Norway, 1837 – A distorted orange light bobbed up and down, shining behind the waters that winter had frozen in place. Carefully, she made her way up the slick slope, skirt in one hand and lantern in the other.
Setting the light down, she wrapped her cloak tighter around herself and waited in the frigid air. Moments later, another lantern came into view, carried by the dark-haired young man that grinned at her.
He set the lantern down and spread his arms out, which she happily ran into. The smell of pine and sweat still lingered on his clothes, as he had just come from harvesting ice.
The calm silence of the night was broken by his speaking first. “Sigrid,” he started, moving back a little so he could see her eyes. The color of evergreen boughs, rimmed with a ring of warm brown, met the soft gray of mountain stone.
“What would you say if I asked you to marry me?”
“Is that a hypothetical question, or-?”
“Perhaps,” he said. “Or perhaps it’s not.”
“Are you sure this is a good time to be asking?”
“Would you like to wait for a little while longer?”
She took a moment to answer, playing with a strand of her dark blonde hair. “I don’t know,” she said as she dropped the strand. “I would, but what if we do wait and then something happens to you?”
“Then you don’t want to wait?”
Gazes locked, they stood in a moment of silence.
“No,” she finally said, the hint of a smile tugging at her mouth. “No, I don’t.”
He smiled. “Now that we have that out of way,” he said, getting down on one knee. “Sigrid, will you marry me?”
Her answer echoed around them. “Yes!”
1838 – Once more, a distorted orange light bobbed behind frozen waters in the midst of the night. Once more, she was careful making her way up the slick slope.

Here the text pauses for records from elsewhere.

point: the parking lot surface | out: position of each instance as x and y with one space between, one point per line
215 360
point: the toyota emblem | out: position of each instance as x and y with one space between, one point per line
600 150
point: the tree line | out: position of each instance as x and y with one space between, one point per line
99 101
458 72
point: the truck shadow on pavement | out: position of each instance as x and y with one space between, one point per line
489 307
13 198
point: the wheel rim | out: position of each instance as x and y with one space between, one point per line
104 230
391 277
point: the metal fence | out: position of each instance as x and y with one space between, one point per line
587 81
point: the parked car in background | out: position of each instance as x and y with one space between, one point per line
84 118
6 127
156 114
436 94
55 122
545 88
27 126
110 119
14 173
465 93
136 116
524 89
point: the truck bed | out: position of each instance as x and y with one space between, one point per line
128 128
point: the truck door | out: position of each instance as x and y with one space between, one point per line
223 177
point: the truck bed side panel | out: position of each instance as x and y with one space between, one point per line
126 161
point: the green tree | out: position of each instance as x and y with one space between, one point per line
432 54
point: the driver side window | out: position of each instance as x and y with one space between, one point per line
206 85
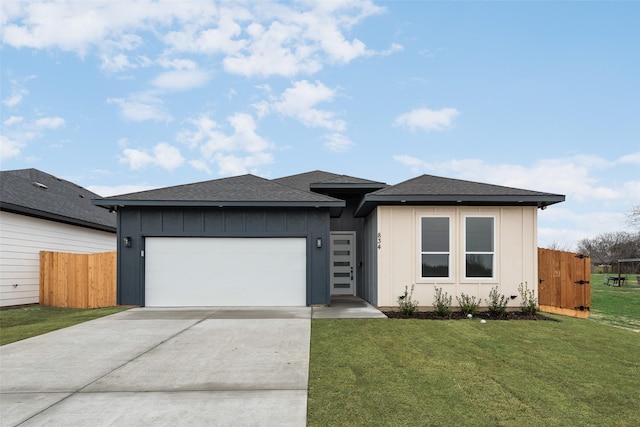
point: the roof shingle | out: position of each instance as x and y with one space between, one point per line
36 193
239 190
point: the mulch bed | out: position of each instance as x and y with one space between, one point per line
456 315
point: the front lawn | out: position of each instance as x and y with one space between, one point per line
462 372
615 305
19 323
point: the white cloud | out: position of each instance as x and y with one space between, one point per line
50 122
17 95
13 120
299 102
164 155
200 165
427 120
77 26
244 137
240 151
633 158
229 164
142 107
179 80
115 63
9 147
255 38
337 142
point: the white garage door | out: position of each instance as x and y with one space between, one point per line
225 272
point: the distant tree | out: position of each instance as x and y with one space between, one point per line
633 217
608 248
557 246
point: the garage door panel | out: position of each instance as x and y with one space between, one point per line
225 271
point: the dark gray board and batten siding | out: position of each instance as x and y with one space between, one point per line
142 222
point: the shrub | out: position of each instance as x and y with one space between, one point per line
407 304
497 303
468 304
529 301
442 303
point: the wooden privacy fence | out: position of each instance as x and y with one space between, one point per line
77 280
563 283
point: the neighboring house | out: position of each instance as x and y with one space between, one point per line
39 212
298 240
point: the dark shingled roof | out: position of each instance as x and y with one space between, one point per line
317 180
244 190
435 190
35 193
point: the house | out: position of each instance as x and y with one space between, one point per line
39 212
300 239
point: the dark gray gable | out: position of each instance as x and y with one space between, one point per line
244 190
35 193
434 190
317 180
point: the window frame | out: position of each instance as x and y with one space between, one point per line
450 253
493 252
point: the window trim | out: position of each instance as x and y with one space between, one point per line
465 252
450 253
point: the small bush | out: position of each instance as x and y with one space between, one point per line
529 303
468 304
497 303
442 303
407 304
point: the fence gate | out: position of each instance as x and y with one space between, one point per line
563 283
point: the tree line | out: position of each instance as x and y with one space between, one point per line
608 248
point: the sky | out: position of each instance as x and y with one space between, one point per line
124 96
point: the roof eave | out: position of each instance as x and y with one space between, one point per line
34 213
116 203
347 186
370 202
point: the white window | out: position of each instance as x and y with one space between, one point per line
435 247
480 247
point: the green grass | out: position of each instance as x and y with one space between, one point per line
20 323
502 373
618 306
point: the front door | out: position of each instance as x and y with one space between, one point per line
343 259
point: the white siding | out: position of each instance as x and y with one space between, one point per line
21 240
399 260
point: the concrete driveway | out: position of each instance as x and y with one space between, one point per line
155 367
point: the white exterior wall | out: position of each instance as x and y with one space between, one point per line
399 262
21 240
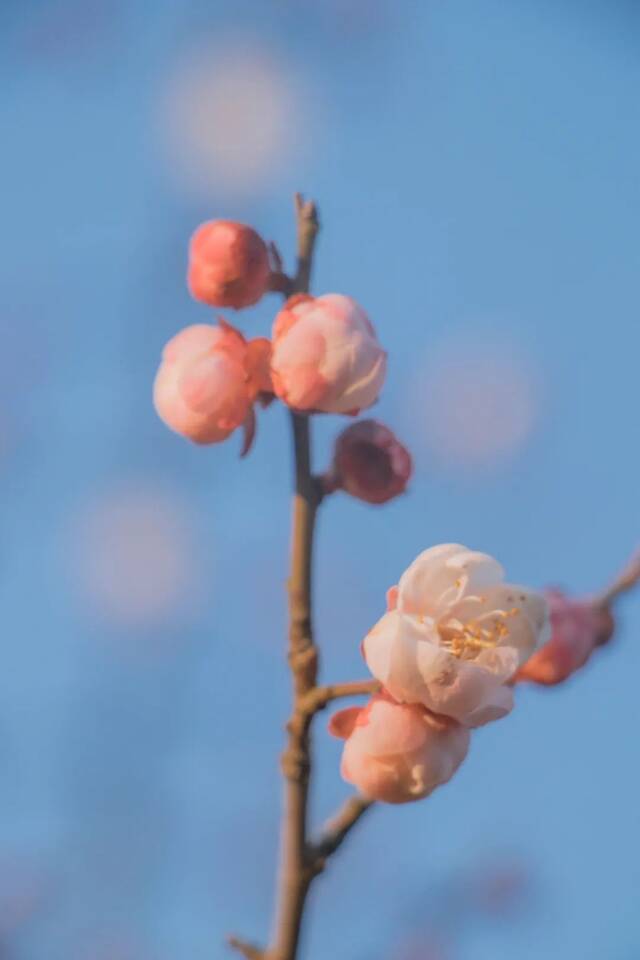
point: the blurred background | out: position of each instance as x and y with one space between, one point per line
477 169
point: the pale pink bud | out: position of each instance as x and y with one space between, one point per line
208 380
228 265
370 463
396 752
326 356
455 634
577 628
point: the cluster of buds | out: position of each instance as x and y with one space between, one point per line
446 652
454 642
323 356
455 638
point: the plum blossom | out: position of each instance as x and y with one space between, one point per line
228 265
208 380
396 752
370 463
326 356
577 628
455 634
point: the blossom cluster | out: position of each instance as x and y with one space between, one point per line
456 637
446 653
323 356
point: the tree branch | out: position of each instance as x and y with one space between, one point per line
320 697
628 578
246 949
295 875
337 829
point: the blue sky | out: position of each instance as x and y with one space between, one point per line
476 166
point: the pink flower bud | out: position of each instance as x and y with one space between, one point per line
208 380
228 265
577 628
326 356
396 752
370 463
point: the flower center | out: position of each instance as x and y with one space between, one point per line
467 640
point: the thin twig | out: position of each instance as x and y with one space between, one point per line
322 696
295 876
337 829
629 577
247 950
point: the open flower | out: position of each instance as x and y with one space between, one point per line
228 265
397 752
455 634
370 463
208 380
326 356
577 628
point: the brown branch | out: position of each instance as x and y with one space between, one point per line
246 949
295 875
322 696
628 578
300 860
337 829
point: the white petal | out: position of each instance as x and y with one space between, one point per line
426 579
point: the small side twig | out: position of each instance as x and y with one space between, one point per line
247 950
628 578
337 829
320 697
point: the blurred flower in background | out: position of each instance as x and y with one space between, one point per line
477 401
232 119
134 559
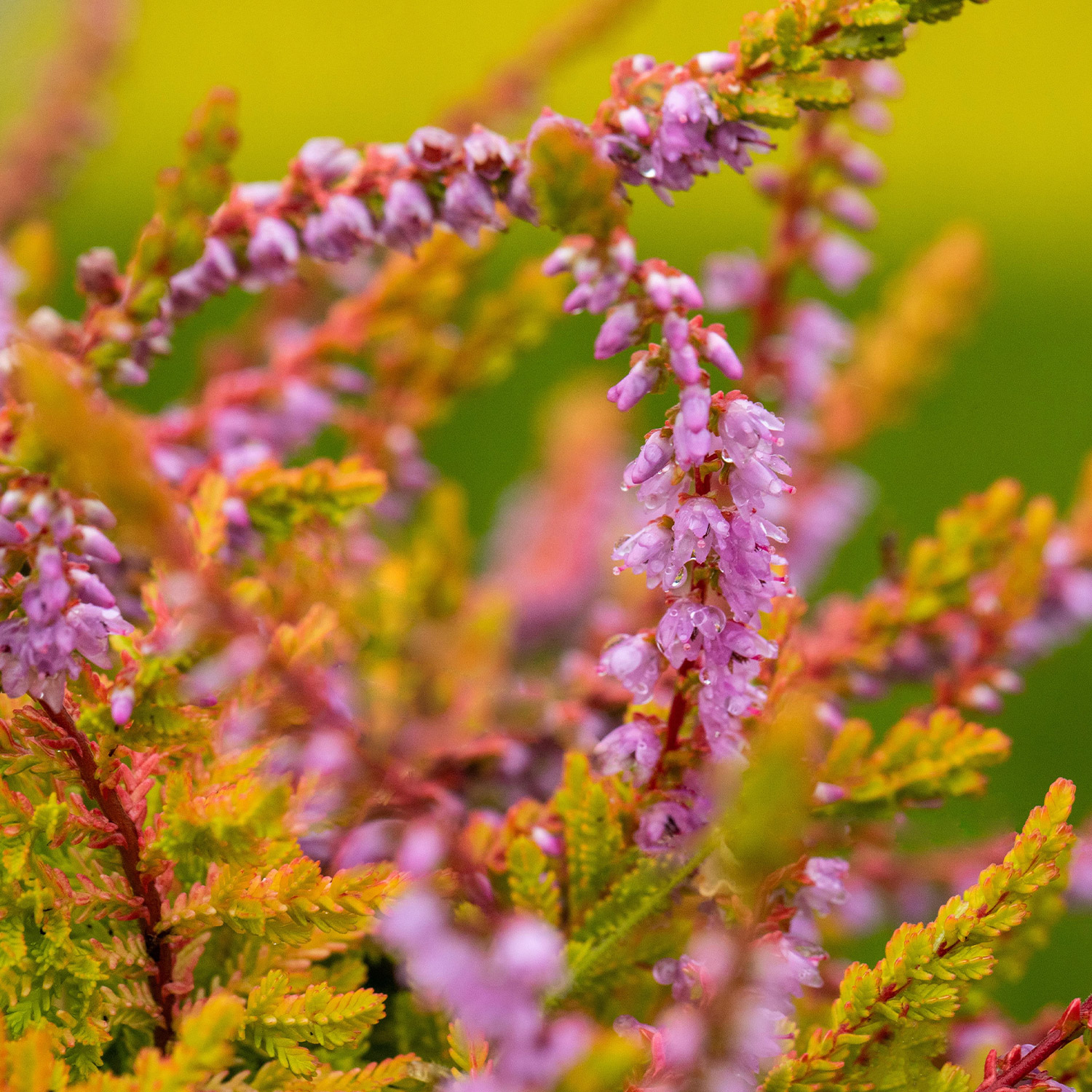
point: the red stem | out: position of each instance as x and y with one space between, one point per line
142 886
1072 1024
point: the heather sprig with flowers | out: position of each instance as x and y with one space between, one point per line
295 799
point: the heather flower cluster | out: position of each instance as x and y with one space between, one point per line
295 797
59 613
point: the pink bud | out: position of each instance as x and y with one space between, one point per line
722 355
95 544
122 705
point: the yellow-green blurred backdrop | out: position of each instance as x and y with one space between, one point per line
996 126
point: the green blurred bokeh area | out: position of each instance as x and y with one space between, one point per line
994 127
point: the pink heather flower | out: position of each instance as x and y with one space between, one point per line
882 79
95 544
259 196
90 589
635 663
519 198
735 141
631 388
686 629
273 251
746 561
827 889
851 207
654 456
732 281
618 331
722 355
840 261
434 149
862 165
531 952
408 216
694 406
122 705
1079 891
211 275
336 233
714 60
649 550
469 205
686 115
826 793
747 432
692 447
871 115
487 154
633 747
327 159
665 292
660 494
699 526
685 364
823 519
633 122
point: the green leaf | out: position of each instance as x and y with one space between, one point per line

When she’d come to their spot, she set the lantern down and wrapped her arms around her lower abdomen, which was growing a little larger every day. She’d been asked so many times who the child’s father was, but she hadn’t told. Not yet. Not until the time was right.
That time had to be now, but she wouldn’t know until her husband met her here. He and the others had gone up the mountain earlier that evening, to put an end to all the injustice.
Only half of them had returned and he hadn’t been with them. They’d said he went missing.
He had told her that if something went wrong, she was to come here. So she came and she waited for him.
When her fingers started growing numb, despite the mittens she wore, she went back outside and soon came back with a bundle of sticks that became a small fire. When the lantern’s light started growing dim, she relit the candle.
Then she heard her name being called and an orange light bobbed into view. She stood, hope swelling inside her.
But the faces which the light shone on belonged to one who was like a father and one who had once been a friend.
“There you are, Sigrid,” Ivar Pedersen said. He held up a heavy blanket and draped it over her shoulders. “How long have you been out here?”
She gave a small shrug.
“Were you waiting for someone?” Aleksander Haugen asked.
“What concern is it to you?” She snapped.
Aleksander gave her a pointed glare, his hazel eyes sharp. “Whoever he is, he’s obviously not coming.”
He suspected why she was here. That alone was reason enough not to say anything to him about who the child’s father was.
So help her, he would never find out.
“Here, let’s get you home,” Ivar said, gently leading her away towards the entrance while Aleksander put out the fire. “Everyone has been worried about you.”
Outside, she gave the frozen waterfall one last look, a tiny sliver of hope still lingering. Then, with a resigned feeling of defeat, she allowed herself to be lead home.